Written by Gary Billings
Putting a CV-style front driveshaft into a Scout 80/800 is very simple and only requires a little time and some basic hand tools. A CV-style driveshaft allows the driveshaft to operate at a greater angle than a stock driveshaft setup. In my case, I have a '67 Scout 800
with a spring-over setup and Scout II Dana 44's. My front pinion is pointed at the transfer case, creating a situation where the angles are not equal and opposite. As a result, when driving around in 4wd, the front driveshaft would bind up and create a loud knocking noise. I needed a CV-style front driveshaft.
The first thing I did was head to my local junkyard to get a CV-style driveshaft. There are a few vehicles that have the right one. Full size 1980's Ford Broncos and 70s/80s Jeep Waggoneers are two that I checked out. Both have front shafts that are long enough. Find one that has a CV-style end that has the least amount of wear and play. When you remove the driveshaft, make sure to save the bolts that go through the yoke into the CV-style end. You'll need these later.
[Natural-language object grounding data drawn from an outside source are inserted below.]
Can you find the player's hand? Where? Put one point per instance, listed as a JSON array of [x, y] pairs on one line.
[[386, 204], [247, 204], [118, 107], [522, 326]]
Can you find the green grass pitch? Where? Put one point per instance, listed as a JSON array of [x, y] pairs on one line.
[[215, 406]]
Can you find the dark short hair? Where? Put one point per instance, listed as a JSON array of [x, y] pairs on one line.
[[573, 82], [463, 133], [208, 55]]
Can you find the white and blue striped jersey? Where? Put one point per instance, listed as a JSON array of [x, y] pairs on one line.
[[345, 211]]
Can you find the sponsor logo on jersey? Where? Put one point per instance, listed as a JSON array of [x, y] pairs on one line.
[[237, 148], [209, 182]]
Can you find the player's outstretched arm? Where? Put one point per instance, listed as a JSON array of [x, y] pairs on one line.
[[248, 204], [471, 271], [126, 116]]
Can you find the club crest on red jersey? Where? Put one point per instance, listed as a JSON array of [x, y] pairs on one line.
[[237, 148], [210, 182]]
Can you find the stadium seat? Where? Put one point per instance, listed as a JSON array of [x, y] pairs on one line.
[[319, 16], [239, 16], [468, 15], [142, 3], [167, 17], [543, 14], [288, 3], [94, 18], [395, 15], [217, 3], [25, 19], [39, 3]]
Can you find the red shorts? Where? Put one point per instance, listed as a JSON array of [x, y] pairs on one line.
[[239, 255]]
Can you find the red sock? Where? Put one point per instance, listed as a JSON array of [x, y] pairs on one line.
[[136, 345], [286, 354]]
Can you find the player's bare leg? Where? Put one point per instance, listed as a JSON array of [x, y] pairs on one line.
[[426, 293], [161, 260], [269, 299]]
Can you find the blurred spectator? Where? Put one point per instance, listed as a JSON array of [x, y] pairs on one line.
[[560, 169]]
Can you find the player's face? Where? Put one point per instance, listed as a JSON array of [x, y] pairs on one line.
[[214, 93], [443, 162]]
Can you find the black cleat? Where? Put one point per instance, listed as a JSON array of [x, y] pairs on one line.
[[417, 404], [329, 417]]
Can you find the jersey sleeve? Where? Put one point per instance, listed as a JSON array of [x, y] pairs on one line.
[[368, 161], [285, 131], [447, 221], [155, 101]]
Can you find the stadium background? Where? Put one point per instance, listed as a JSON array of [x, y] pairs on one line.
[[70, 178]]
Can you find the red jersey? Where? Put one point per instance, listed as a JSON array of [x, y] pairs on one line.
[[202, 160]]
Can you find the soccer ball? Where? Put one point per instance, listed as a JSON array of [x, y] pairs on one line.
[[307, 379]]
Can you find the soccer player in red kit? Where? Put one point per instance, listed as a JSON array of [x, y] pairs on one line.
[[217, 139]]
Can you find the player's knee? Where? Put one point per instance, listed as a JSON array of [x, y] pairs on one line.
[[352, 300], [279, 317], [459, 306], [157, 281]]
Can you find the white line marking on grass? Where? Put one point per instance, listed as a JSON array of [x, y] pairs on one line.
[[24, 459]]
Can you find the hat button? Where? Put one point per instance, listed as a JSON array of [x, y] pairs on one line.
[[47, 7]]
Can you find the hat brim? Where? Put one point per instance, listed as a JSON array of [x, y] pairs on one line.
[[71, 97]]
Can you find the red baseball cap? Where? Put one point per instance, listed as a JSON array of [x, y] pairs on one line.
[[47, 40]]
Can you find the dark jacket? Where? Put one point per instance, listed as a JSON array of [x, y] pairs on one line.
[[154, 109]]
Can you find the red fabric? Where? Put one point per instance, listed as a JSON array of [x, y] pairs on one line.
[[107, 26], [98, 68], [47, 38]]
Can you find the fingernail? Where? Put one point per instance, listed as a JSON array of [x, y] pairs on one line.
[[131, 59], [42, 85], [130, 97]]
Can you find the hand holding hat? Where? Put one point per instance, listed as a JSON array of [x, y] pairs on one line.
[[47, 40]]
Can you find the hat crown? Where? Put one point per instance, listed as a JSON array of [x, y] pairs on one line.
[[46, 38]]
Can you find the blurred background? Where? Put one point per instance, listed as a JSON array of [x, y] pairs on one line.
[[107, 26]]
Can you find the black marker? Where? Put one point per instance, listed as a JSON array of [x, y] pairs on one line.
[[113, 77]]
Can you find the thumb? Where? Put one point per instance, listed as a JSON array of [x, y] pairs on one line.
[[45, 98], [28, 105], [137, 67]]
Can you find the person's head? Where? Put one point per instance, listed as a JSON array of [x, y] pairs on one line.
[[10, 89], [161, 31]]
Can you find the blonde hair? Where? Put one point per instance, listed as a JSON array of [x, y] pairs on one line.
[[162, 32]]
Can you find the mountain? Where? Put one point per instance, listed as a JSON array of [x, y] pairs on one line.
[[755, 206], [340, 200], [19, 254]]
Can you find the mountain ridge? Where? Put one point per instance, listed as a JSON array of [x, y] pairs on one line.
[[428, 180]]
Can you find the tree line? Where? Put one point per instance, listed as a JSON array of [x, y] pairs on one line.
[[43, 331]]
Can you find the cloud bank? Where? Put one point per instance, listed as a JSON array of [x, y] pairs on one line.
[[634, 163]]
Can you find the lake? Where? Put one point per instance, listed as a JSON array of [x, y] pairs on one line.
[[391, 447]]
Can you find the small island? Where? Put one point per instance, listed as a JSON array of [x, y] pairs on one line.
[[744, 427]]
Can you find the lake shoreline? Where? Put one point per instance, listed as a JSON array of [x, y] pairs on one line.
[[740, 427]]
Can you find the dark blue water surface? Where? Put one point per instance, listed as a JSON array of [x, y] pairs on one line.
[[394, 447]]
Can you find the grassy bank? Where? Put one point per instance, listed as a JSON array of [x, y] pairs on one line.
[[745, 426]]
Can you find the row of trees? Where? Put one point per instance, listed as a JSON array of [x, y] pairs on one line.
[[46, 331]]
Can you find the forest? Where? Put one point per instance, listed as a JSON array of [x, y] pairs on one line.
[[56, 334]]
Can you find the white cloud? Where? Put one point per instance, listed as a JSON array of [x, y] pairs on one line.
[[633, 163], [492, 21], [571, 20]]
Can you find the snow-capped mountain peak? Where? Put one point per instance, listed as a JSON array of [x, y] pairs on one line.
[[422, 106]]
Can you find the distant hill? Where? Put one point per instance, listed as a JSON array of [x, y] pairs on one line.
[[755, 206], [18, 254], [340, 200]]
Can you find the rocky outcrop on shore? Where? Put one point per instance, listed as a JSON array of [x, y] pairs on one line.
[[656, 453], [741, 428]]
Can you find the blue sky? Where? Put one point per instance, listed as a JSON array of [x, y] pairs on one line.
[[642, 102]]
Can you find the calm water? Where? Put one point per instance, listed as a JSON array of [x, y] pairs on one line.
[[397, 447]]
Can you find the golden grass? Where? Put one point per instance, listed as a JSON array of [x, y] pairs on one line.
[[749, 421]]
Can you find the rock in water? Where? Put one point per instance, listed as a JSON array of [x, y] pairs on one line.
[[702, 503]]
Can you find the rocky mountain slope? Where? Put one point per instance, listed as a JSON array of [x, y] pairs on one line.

I bought the one from the Bronco for $35.
The next step is to measure how long the new front driveshaft should be and get it shortened. Measure from the center of the yoke on the transfer case to the center of the yoke on the front axle. In my case it was 24 1/2". I took the driveshaft and the measurement to my friend that works in a driveshaft shop and had him shorten it and balance it. It cost me nothing, but a shop could probably do it for $30 or so. Make sure that they cut it leaving enough back and forth movement on the splines. Otherwise, the driveshaft may pull apart or bottom out. I got mine back the next day and it was perfect.
The third step is to replace the front yoke on the Dana 20 transfer case. The yoke is different for the CV-style driveshaft because the holes are closer together. The early Ford Broncos used a Dana 20 and a CV-style front driveshaft, so if you can find one of these in a junkyard, pull the yoke off of it. For the rest of us where salt has eaten up any vehicle over 20 years old. call up Jeff's Bronco Graveyard or visit their website at www.broncograveyard.com
. Their part number is 11621 and a used one costs $20. This part will work for Scout 80/800's with a twin stick Dana 20 transfer case with a 10-spline front output shaft. I'm not certain if this will work for a Dana 18 or the later Scout II Dana 20's. I ordered one online and got it 3 days later.
I removed the nut holding the yoke onto the transfer case using a 1 1/8" socket and a breaker bar. Make sure to put the transmission into gear and put the transfer case into 4wd so the shaft the nut is attached to doesn't turn. After the nut and washer were removed, I took a small hammer and tapped the yoke from the backside to get it off. Make sure to put a drain pan under it because oil will run out. Once I got the yoke off, I swapped the dirt ring from the Scout yoke onto the Bronco yoke. The Bronco dirt ring has a different offset to it and will grind on the transfer case. The ring is pressed on, so I held the yoke in a bench vise and used a chisel at an angle to knock it off. Next, I slipped the new yoke onto the transfer case shaft and filled the area around the shaft with Permatex blue silicone gasket maker. Then I put the washer on and put the nut on and tightened it all. The reason for the silicone is that the oil can leak out through the splines on the shaft and that's not good.
The final step is to install the CV-style front driveshaft onto the Scout. You might want to put some silicone on the threads on the bolts going into the CV-style end so they don't come loose. The total cost for me was about $61 and it took about 3 hours of total time including the time pulling the shaft at the junkyard. Happy trails and good luck!